On October 8, the Ministry of Higher Education issued a ministerial decree (Decree no. 4307 of 2015) to make these changes into law. The decree stipulated that candidates in the elections of student unions should not be affiliated with organisations or entities that were criminalised under the law or declared “terrorist”. It also stipulated that candidates’ university records should be free of any disciplinary punishment.

Student union elections were held in public universities across the country in November 2015, and three main student platforms participated in them. The Voice of Egypt Student Coalition – which had strong ties with university administrations and, through them, with the security services – pushed for the de-politicisation of universities.

Mostly liberal and leftist students aspired to oppose the new authoritarianism and reinvigorate student activism. Groups of independent students rejected ties to both the government and the opposition; they framed student unions as representatives of the rights and interests of the student body.

The Muslim Brotherhood, meanwhile, was banned from fielding candidates.

READ MORE: Egypt’s anti-protest law – Legalising authoritarianism

Liberal, leftist, and independent students won most of the unions’ seats, much to the chagrin of pro-government candidates. Ties with university administrations, the security services and promotion campaigns managed by the Ministry of Higher Education had failed to ensure the success of the Voice of Egypt Coalition.

Two independent members of the student unions were further elected to head the executive office of the General Union of Egyptian Students, an umbrella union in which all unions are represented.

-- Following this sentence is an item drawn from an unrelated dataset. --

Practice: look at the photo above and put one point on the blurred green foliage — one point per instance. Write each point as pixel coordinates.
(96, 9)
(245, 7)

These unanticipated student union election results demonstrated that student opposition to the government remained strong, and that the government’s assault on student activism neither took politics out of university campuses, nor silenced student groups.

These were the only elections in which pro-government candidates lost and was one of few electoral systems that the security services had failed to control. They stood in contrast to the presidential elections in 2014, the parliamentary elections in 2015 and elections of professional associations’ boards.

Following the elections, the Ministry of Higher Education tried to overturn the results. The ministry refused to ratify the results, and in so doing, denied the elected union the legal basis for their existence. In December 2015, the ministry dissolved the executive office of the General Union of Egyptian Students, citing a “procedural error”.

These steps underscore the new authoritarianism’s dedication to making sure that public universities do not slip out of its tight control.

As of early 2017, Egypt’s ruling generals have continued to pursue student groups that resist their clampdown and that mobilise against security interventions in universities.

The protests against the signing of the maritime border agreement between Egypt and Saudi Arabia also highlighted the fact that universities remain, to a degree, a site of opposition to the new authoritarianism and its policies.

Protests against the agreement originated in universities and later spilled into the broader public. Student groups and unaffiliated students organised massive protests between April 15 and April 25, 2016, in several public universities across Egypt, in tandem with the broader mobilisation centred around the Syndicate of Journalists.

As in the syndicate’s protests, the security services used excessive force to crush the April 2016 student protests and arrested scores of students who later faced court proceedings.

However, the strong participation of students in the April 2016 protests highlighted the fact that their interest in public affairs and political matters was not quashed, and that the generals’ clampdown did not achieve the complete depoliticisation of public universities.